Marilyn también estaba muy satisfecha con toda la publicidad que las fotos estaban generando. Schiller le llevaba cada pocos días más revistas nacionales y extranjeras con su imagen en portada, que ella tenía desparramadas por su salón.
La última vez que la visitó en su casa, se encontró a la actriz cuidando de las flores del jardín, con el pelo suelto, sin maquillaje y con un sencillo vestido blanco. El fotógrafo la notó un poco más brusca de lo habitual, le entregó las revistas, otro set de fotos para su aprobación que estaba destinado a salir en Playboy y le dijo que se iba de vacaciones unos días a Palm Springs. Quedaron en hablar a su vuelta y se despidieron como siempre.
5 de agosto de 1962
Al segundo día de estar en la playa, una llamada despertó a Schiller antes de las 7 de la mañana. Habían encontrado a Monroe muerta en su dormitorio. Todo apuntaba a que la causa del fallecimiento había sido una sobredosis de barbitúricos, las pastillas que usaba para conciliar el sueño. En la prensa se hablaba de suicidio, pero en su último encuentro Marilyn no le había parecido una persona que desease morir. “Por otra parte, ¿qué pinta tiene una suicida?”, se pregunta el fotógrafo en el libro.
La conmoción fue total. Schiller acudió a casa de la estrella con su cámara y nadie le pidió ningún tipo de acreditación; tanto Life como Paris Match le habían asignado cubrir los acontecimientos de la muerte de Marilyn y su entierro, que acabó organizando su exmarido, Joe DiMaggio. Aunque el matrimonio entre ambos había sido un desastre –sobre todo por los celos de él–. de alguna manera el exjugador de béisbol se sentía todavía responsable de la actriz.

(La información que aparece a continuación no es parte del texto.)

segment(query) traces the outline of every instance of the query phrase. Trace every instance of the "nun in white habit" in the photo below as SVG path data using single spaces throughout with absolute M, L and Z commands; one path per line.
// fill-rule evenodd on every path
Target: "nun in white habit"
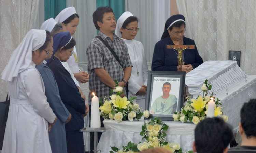
M 129 96 L 137 96 L 136 102 L 145 109 L 148 68 L 143 45 L 134 40 L 139 30 L 138 19 L 127 11 L 117 20 L 115 33 L 126 44 L 133 66 L 129 80 Z
M 57 118 L 35 68 L 51 47 L 51 38 L 45 30 L 30 30 L 2 73 L 2 79 L 8 81 L 10 100 L 2 153 L 52 153 L 48 123 L 51 126 Z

En el funeral se echó de menos a muchas de las personas que habían marcado la vida de la estrella. “Sus compañeros de Con faldas y a lo loco, Jack Lemmon y Tony Curtis, no estaban allí”, recuerda Schiller. “Los directores George Cukor, John Huston, Billy Wilder y Elia Kazan no estaban allí. Su primer marido, Jim Dougherty, y su tercer marido, Arthur Miller, tampoco. Frank Sinatra, Peter Lawford, Dean Martin y Wally Cox, tampoco. Los hermanos Kennedy tampoco. Se comentaba que DiMaggio se había asegurado de que aquellos que él pensaba que habían destruido la vida de la actriz no fueran invitados a presentarle sus respetos”.

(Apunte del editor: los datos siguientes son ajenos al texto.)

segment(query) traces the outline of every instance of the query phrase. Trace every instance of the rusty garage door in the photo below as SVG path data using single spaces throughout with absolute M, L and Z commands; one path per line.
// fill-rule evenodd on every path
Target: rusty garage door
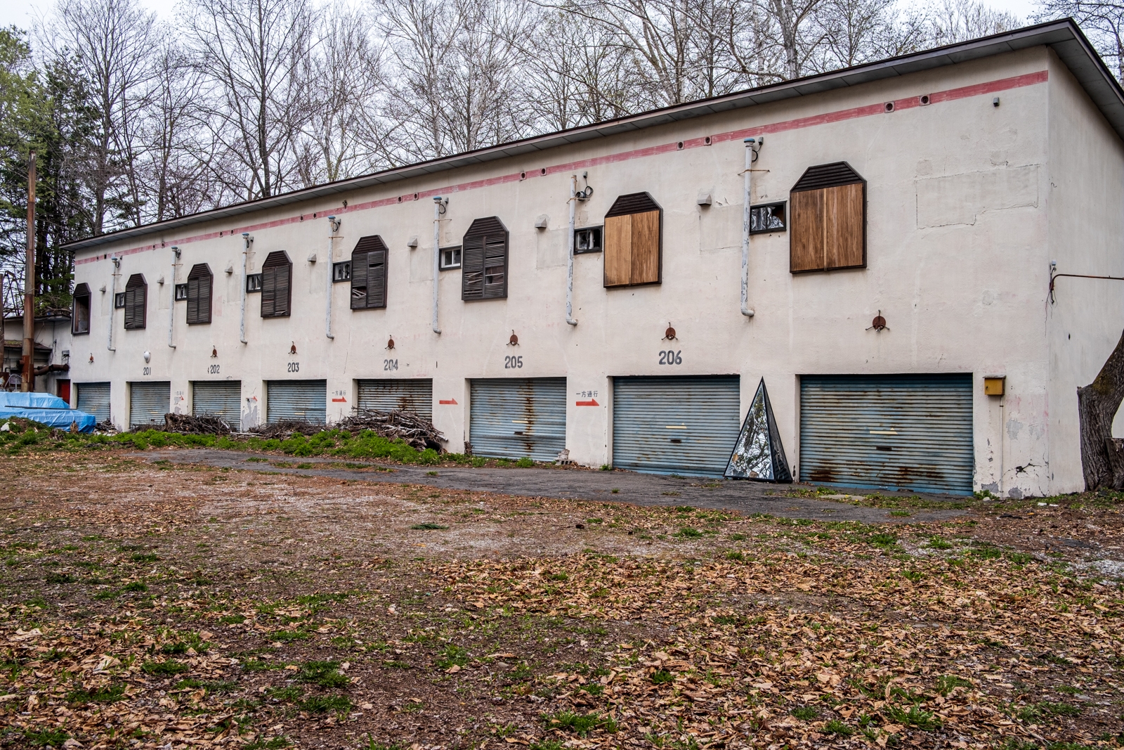
M 971 495 L 971 374 L 804 376 L 800 480 Z
M 433 380 L 429 378 L 360 380 L 359 408 L 379 412 L 401 409 L 433 419 Z
M 473 380 L 474 455 L 553 461 L 565 448 L 565 378 Z
M 613 379 L 613 466 L 720 477 L 742 426 L 738 376 Z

Lee Strasberg, que había sido profesor de Monroe en el Actor’s Studio, fue el encargado de pronunciar unas palabras en el funeral que quizá son las más sensibles y, a la vez, las más certeras a la hora de decodificar a un personaje tan complejo como fue la actriz californiana. Se refirió a ella como “una leyenda” y la describió como un “ser humano cálido, impulsivo, tímido y solitario. Sensible y con mucho miedo a sentirse rechazada”. Habló de la esperanza que tenía en un futuro que ya nunca llegaría y también de “su luz, una combinación de melancolía, brillo y deseo, que la apartaba del mundo y a la vez hacía que todos se sintieran atraídos hacia ella”.
Con el paso de los años, el mito de Marilyn se hizo más y más grande. Según Schiller, Monroe es mucho más famosa hoy en día de lo que nunca lo había sido en su época. Y, en parte, las fotos de aquel día han contribuido definitivamente a ello, porque muestran a la persona de la que hablaba Strasberg en su parlamento en el funeral. Una mujer excepcional pero que encerraba también un misterio insondable. Que encarnaba esa mezcla contradictoria de tristeza y soledad en medio de una nube de aduladores. La crónica de Schiller, por su parte, complementa esa visión y recrea ante nosotros a una mujer real, viva y extraordinaria cuya vida se terminó de una forma brusca e inesperada.
“Marilyn sigue siendo una presencia viva y extraordinaria en mi vida”, concluye Schiller, que hoy tiene 84 años y vive en Nueva York, en el último párrafo del libro. “Aún pienso en ella a menudo”.